Influence of medial septal and entorhinal cortex lesions on theta activity recorded from the hippocampus and median raphe nucleus

• Published in: Physiology & behavior Vol. 59; no. 4; pp. 887 - 895
• Main Authors: Partlo, Lisa A., Sainsbury, Robert S.
• Format: Journal Article
• Language: English
• Published: Cambridge Elsevier Inc 01.04.1996; New York, NY Elsevier
• Subjects: Animals; Atropine - pharmacology; Biological and medical sciences; Central nervous system; Detomidine; Electric Stimulation; Electroencephalography - drug effects; Electrophysiology; Entorhinal Cortex - physiology; Fundamental and applied biological sciences. Psychology; Hippocampus; Hippocampus - physiology; Hypnotics and Sedatives - pharmacology; Imidazoles - pharmacology; Male; Parasympatholytics - pharmacology; Raphe; Raphe Nuclei - physiology; Rats; Theta; Theta Rhythm; Vertebrates: nervous system and sense organs; Detomidine; Theta; Hippocampus; Raphe; Rat; Rodentia; Central nervous system; Electrophysiology; Septum; Electroencephalography; Theta wave; Vertebrata; Mammalia; Entorhinal cortex; Raphe nucleus; Brain (vertebrata)

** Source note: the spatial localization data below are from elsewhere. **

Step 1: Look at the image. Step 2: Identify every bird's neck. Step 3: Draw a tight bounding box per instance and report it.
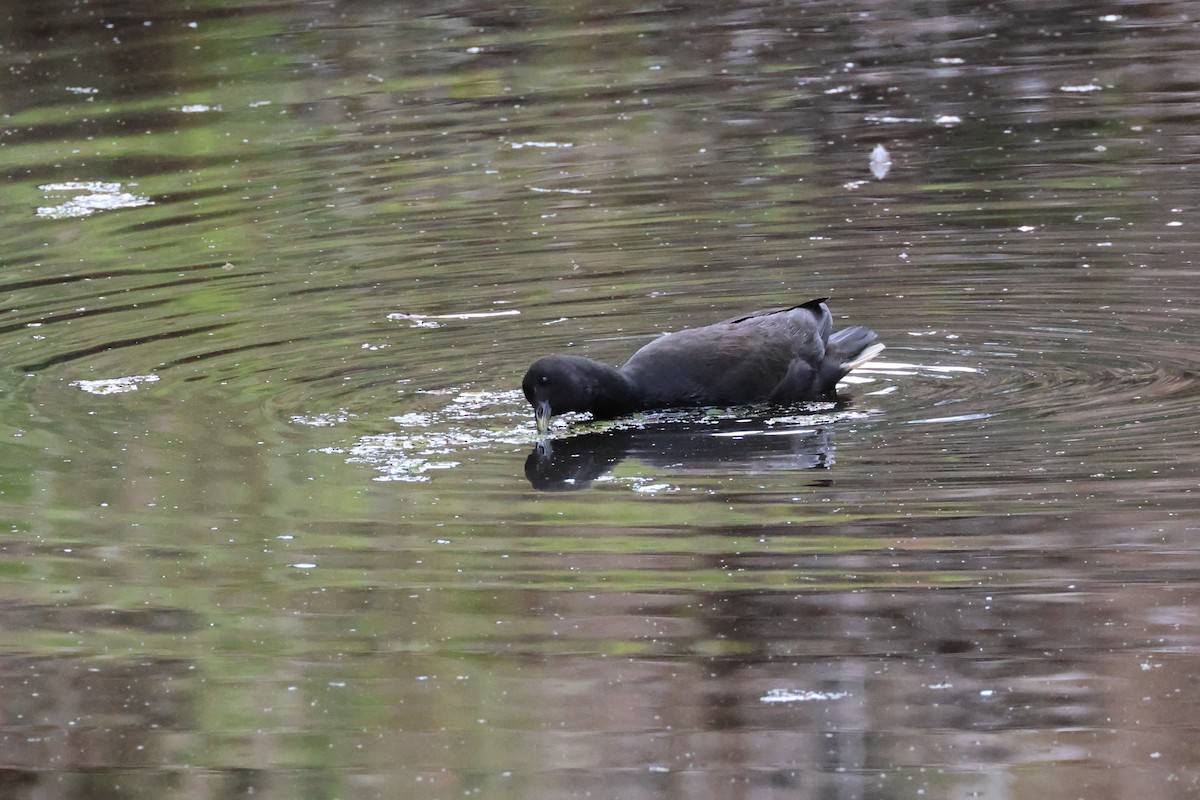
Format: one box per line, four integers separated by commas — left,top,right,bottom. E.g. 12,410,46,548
580,360,642,418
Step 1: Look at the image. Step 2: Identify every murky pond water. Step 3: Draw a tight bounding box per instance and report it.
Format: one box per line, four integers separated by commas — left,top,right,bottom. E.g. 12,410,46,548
2,1,1200,797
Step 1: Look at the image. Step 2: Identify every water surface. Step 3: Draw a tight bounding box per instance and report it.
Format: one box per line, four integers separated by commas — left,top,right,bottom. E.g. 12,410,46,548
1,1,1199,798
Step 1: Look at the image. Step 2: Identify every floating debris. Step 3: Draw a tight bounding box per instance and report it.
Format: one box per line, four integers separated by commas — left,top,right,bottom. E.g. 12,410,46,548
870,143,892,180
388,309,520,329
331,390,529,482
36,181,153,219
72,374,160,395
906,412,993,425
291,409,356,427
509,141,573,149
760,689,852,704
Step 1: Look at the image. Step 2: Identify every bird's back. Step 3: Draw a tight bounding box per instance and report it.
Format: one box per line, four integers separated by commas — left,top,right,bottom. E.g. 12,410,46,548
619,299,839,408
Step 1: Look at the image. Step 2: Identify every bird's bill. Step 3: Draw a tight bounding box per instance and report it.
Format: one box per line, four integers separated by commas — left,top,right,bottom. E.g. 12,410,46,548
535,400,552,433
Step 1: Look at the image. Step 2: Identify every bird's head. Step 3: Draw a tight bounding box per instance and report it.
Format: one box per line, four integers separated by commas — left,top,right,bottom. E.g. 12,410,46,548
522,355,604,433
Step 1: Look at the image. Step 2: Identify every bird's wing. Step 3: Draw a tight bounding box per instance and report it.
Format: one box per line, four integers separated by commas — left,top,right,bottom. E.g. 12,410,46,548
620,312,828,407
718,297,829,329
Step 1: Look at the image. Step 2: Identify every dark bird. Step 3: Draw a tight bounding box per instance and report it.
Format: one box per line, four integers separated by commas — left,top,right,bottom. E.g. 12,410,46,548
522,298,883,432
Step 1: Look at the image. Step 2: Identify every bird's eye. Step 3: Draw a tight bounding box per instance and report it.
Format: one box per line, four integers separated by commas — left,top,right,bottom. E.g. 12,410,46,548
539,375,550,385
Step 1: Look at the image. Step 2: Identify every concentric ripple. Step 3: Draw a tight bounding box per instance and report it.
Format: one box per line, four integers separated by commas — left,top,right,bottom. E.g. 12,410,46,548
842,305,1200,508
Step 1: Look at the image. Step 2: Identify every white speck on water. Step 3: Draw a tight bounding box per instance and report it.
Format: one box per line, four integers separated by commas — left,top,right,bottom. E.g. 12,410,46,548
291,409,355,427
37,181,153,219
761,688,851,703
633,482,677,494
72,374,159,395
906,412,992,425
291,563,317,570
935,114,962,125
1060,84,1102,93
870,143,891,180
389,310,520,325
509,140,573,149
180,104,222,113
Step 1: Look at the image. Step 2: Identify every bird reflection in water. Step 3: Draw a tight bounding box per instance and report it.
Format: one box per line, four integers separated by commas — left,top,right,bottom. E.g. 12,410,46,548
524,413,843,491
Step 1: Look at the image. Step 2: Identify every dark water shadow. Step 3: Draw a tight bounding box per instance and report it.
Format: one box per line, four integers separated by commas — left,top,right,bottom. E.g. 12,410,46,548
525,413,844,491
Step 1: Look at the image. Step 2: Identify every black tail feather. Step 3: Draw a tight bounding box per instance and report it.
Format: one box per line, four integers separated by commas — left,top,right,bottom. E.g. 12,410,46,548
822,325,884,387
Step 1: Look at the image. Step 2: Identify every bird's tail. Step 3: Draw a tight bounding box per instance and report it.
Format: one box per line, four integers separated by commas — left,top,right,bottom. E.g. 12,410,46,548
822,326,884,385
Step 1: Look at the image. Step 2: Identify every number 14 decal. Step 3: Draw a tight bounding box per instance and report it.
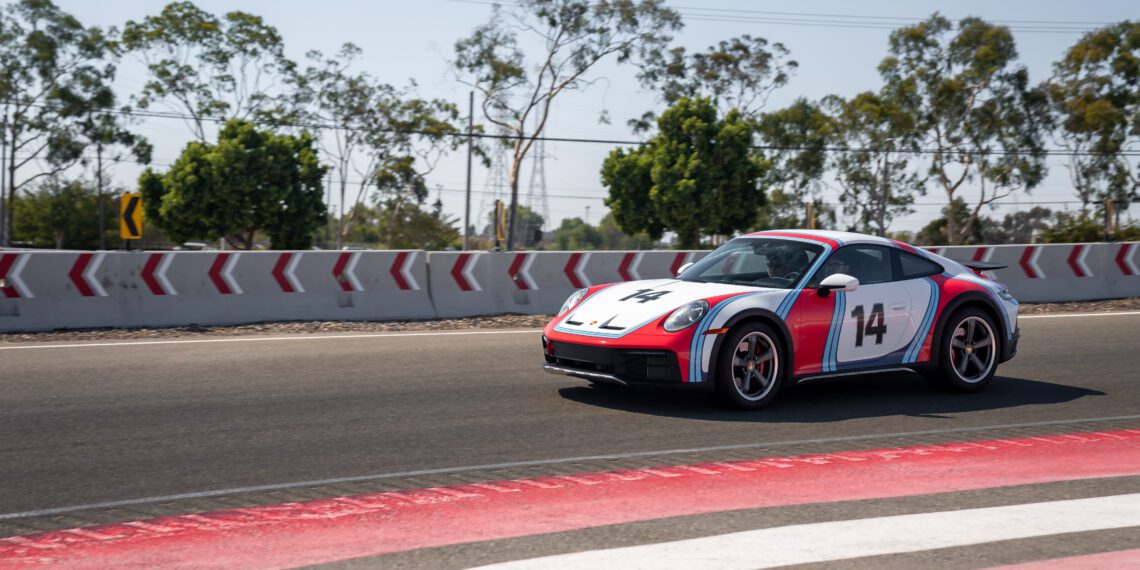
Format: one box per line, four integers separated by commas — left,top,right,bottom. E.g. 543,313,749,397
851,303,887,346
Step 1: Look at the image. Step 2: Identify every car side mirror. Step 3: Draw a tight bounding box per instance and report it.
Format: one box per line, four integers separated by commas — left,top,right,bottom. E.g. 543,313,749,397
675,262,694,277
817,273,859,297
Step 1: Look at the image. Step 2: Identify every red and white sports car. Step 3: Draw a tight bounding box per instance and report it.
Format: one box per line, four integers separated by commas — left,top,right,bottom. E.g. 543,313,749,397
542,230,1020,409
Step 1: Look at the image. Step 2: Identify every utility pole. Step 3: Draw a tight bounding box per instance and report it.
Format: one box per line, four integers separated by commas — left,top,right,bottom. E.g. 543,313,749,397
585,205,590,225
1105,197,1115,241
96,139,106,250
0,107,6,247
463,91,473,251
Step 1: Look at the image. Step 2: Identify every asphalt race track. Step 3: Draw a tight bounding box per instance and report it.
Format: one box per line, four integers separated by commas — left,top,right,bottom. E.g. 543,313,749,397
1,312,1139,567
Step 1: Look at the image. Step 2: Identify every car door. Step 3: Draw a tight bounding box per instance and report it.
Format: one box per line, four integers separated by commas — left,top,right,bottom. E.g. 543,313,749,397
825,246,915,368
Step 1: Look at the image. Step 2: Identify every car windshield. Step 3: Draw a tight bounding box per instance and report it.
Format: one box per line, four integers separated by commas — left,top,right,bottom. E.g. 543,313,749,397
678,237,824,289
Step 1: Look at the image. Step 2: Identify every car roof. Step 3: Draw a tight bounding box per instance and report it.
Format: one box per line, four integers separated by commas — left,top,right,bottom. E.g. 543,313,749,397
743,229,897,248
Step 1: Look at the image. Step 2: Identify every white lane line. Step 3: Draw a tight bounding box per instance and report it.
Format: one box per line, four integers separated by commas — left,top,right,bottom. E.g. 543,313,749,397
0,329,543,351
2,414,1138,522
1020,311,1140,319
475,494,1140,570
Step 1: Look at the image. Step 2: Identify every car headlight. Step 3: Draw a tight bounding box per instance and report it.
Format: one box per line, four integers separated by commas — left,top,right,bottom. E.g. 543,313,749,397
559,288,588,315
664,300,709,332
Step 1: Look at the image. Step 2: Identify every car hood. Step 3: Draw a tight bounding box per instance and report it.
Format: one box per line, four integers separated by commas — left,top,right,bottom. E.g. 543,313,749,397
556,279,766,336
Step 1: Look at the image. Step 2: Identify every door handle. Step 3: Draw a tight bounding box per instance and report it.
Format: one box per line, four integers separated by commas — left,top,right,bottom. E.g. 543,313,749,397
889,303,907,311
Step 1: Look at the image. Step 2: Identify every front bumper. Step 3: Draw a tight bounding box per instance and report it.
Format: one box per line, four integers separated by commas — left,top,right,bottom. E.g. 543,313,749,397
542,337,688,387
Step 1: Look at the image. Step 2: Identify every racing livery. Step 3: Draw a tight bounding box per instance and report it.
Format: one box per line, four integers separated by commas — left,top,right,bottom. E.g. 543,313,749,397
542,230,1020,409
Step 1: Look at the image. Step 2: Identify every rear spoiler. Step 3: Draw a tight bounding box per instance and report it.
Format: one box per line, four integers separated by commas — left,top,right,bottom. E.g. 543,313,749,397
959,260,1007,271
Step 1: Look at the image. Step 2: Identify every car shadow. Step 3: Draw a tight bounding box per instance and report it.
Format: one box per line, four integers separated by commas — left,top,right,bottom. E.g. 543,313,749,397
556,373,1105,423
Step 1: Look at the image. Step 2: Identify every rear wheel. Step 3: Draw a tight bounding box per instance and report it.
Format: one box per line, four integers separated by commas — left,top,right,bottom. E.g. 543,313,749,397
715,323,784,410
929,308,999,392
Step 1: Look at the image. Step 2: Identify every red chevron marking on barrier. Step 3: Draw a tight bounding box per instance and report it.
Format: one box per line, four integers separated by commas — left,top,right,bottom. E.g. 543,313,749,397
451,253,474,291
1019,246,1042,279
391,252,411,290
141,254,167,295
1067,244,1090,278
564,253,585,288
618,253,636,281
508,253,529,290
1116,243,1138,276
333,252,352,291
272,253,297,293
972,247,990,262
0,254,19,299
209,254,235,295
670,252,689,277
3,429,1138,569
68,254,96,297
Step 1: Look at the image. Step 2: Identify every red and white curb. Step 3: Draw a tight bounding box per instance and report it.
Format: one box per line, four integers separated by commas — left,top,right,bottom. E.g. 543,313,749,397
332,252,363,292
450,253,482,292
68,253,106,297
208,253,242,295
2,429,1137,569
271,253,305,293
564,252,591,288
508,253,538,290
0,253,33,298
141,253,177,296
390,252,420,291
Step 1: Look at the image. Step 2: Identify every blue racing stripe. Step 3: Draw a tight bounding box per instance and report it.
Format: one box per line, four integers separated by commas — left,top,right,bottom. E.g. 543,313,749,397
903,277,939,363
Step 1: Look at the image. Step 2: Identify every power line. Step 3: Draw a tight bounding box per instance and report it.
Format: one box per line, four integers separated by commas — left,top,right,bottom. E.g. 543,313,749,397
13,101,1140,158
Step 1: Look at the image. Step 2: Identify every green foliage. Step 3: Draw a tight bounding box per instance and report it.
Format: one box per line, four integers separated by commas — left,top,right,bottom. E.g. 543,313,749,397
915,198,986,246
603,97,764,248
879,13,1048,245
553,217,602,250
826,89,924,236
1046,21,1140,222
0,0,121,243
122,1,295,140
754,189,835,231
755,98,834,207
486,204,544,248
342,200,460,250
140,120,327,249
634,34,796,130
12,178,117,249
598,212,656,250
1040,211,1140,243
453,0,681,250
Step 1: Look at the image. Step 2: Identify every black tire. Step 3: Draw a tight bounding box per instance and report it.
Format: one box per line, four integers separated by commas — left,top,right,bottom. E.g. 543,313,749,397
715,322,785,410
927,307,1000,392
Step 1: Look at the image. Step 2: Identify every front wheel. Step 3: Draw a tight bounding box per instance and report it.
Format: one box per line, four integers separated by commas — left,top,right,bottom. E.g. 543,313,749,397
715,323,785,410
928,308,1000,392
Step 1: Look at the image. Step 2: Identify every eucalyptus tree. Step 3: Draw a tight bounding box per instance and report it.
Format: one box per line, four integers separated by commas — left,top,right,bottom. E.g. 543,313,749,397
825,88,924,237
122,1,295,141
879,14,1049,245
1046,21,1140,228
290,43,464,247
453,0,681,250
753,98,835,229
633,34,797,131
0,0,118,245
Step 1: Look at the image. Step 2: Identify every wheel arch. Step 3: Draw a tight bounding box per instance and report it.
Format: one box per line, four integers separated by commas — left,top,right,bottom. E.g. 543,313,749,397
705,309,794,386
930,292,1004,365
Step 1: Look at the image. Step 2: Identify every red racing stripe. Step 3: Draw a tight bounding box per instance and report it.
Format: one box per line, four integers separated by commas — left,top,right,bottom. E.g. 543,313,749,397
3,429,1138,569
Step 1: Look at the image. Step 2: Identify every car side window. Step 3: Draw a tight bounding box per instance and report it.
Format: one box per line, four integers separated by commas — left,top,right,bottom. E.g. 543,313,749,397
812,246,893,286
898,250,943,280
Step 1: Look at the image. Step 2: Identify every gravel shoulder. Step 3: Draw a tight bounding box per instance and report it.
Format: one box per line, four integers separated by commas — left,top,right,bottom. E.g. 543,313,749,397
1,298,1137,345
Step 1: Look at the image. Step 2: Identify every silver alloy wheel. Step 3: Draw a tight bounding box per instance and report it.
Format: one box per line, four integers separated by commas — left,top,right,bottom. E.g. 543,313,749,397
731,331,779,401
949,315,996,383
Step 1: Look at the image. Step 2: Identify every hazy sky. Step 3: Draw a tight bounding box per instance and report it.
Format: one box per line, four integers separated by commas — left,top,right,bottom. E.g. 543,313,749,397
54,0,1140,237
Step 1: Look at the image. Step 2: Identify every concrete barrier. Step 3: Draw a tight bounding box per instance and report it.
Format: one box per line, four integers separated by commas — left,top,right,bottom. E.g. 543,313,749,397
0,250,432,331
427,250,708,317
0,243,1136,331
931,243,1140,303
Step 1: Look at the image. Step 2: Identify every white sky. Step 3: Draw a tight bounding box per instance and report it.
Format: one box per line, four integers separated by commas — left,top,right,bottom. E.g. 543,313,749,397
51,0,1140,237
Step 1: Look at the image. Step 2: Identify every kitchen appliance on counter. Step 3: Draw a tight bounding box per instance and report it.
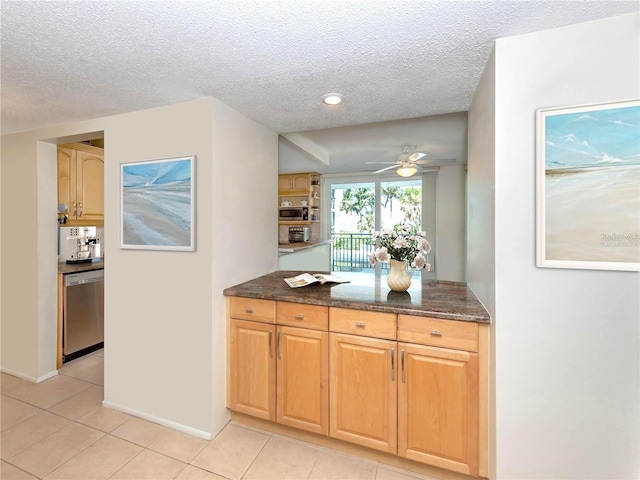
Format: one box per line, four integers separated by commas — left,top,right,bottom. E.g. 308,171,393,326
59,226,101,263
289,226,310,243
63,269,104,363
279,206,308,222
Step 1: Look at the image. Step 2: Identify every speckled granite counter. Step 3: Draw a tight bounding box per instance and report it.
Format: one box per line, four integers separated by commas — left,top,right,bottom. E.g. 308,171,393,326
58,260,104,274
223,270,490,323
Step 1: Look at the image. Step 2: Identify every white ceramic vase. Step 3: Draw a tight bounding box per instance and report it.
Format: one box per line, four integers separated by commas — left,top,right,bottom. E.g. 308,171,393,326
386,259,412,292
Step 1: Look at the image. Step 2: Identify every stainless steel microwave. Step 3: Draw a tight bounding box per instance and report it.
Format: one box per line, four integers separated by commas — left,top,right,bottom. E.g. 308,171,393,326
279,207,308,222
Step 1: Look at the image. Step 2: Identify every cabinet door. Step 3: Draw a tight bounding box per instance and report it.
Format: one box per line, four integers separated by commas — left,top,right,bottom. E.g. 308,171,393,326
329,333,397,453
398,343,479,476
229,319,276,421
291,174,310,193
277,326,328,435
75,150,104,222
57,147,77,218
278,175,293,193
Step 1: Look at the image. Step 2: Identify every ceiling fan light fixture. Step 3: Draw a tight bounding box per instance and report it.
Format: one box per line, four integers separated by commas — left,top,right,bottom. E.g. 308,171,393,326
321,93,344,106
396,165,417,177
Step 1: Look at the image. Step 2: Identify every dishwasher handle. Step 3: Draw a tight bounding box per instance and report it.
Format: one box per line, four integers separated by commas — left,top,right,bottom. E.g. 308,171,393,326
65,271,104,287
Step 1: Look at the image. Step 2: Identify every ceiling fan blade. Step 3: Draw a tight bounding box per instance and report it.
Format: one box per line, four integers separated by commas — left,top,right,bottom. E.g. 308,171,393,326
407,152,427,162
372,165,398,174
416,158,458,166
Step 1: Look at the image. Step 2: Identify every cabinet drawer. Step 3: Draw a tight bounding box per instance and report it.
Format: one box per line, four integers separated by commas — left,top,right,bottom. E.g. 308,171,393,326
229,297,275,323
330,308,396,340
277,302,328,330
397,315,478,352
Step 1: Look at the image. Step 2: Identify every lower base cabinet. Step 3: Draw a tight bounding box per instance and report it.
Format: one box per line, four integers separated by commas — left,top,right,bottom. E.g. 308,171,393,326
398,343,479,477
277,326,328,435
329,333,397,454
227,297,485,478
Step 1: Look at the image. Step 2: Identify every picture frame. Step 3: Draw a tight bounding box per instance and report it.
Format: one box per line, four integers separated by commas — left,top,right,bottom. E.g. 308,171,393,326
120,155,195,251
536,100,639,271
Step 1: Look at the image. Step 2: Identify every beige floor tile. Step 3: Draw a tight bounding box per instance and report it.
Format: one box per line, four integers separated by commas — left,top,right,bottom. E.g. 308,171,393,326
111,416,169,447
9,422,104,478
47,385,103,420
176,465,227,480
309,450,377,480
1,411,70,460
44,434,142,480
0,396,42,431
110,449,187,479
59,354,104,385
375,465,436,480
0,461,38,479
148,429,208,463
8,375,92,410
77,406,132,433
191,424,269,480
243,435,319,480
1,373,25,393
93,349,104,357
1,375,39,400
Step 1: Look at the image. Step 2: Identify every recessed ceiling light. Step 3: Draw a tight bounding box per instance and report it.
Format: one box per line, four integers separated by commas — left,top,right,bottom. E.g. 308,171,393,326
321,93,344,106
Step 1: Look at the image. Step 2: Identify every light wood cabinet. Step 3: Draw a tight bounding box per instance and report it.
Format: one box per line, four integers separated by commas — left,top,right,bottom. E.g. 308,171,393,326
228,298,329,435
277,325,328,435
229,318,276,421
278,172,321,224
398,343,479,476
58,143,104,225
227,296,487,477
278,173,311,194
329,333,397,454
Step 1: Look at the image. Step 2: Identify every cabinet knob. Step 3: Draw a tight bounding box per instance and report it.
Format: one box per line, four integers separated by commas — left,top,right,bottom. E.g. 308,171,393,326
430,330,443,336
355,321,365,328
294,314,304,320
245,308,254,314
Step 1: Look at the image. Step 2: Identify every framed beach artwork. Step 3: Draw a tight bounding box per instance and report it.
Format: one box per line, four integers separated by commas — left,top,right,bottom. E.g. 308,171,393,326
120,155,195,251
536,100,640,271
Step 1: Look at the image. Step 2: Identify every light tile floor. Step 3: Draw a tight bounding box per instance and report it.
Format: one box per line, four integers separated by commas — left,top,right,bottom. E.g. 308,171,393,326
1,350,435,480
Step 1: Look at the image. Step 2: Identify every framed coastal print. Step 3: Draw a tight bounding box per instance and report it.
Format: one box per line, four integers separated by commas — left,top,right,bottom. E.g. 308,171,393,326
120,155,195,251
536,100,640,271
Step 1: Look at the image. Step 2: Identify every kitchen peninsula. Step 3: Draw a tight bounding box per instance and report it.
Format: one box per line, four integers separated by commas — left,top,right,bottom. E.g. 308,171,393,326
224,270,490,478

• ISSN: 0031-9384; 1873-507X
• DOI: 10.1016/0031-9384(95)02208-2

The electrophysiological relationship between the hippocampus (HP) and the median raphe nucleus (MRN) was examined in the freely moving rat. Bilateral HP recording electrodes were implanted in all animals ( n = 15). In the first group of animals, placement of a monopolar recording electrode in the MRN allowed for simultaneous recordings of field activity from the HP and MRN, both prior to and following electrolytic destruction of the medial septum (MS) ( n = 10). Immediately following MS lesions, theta activity recorded from both sites was abolished. These data suggest that the MS may serve as a pacing input to both the HP and MRN. In a second group of animals, field activity was recorded from the HP and MRN, both prior to and following electrolytic destruction of the entorhinal cortex (EC) ( n = 5). Type 1 theta activity recorded from both the HP and MRN was attenuated by EC lesions; however, detomidine-induced immobility-related theta activity was unaffected by destruction of the EC. In light of these findings, the plausibility of EC inputs to the MRN was discussed. The present results suggest that theta activity recorded from the MRN is dependent on the same neural mechanisms that control theta production in the HP.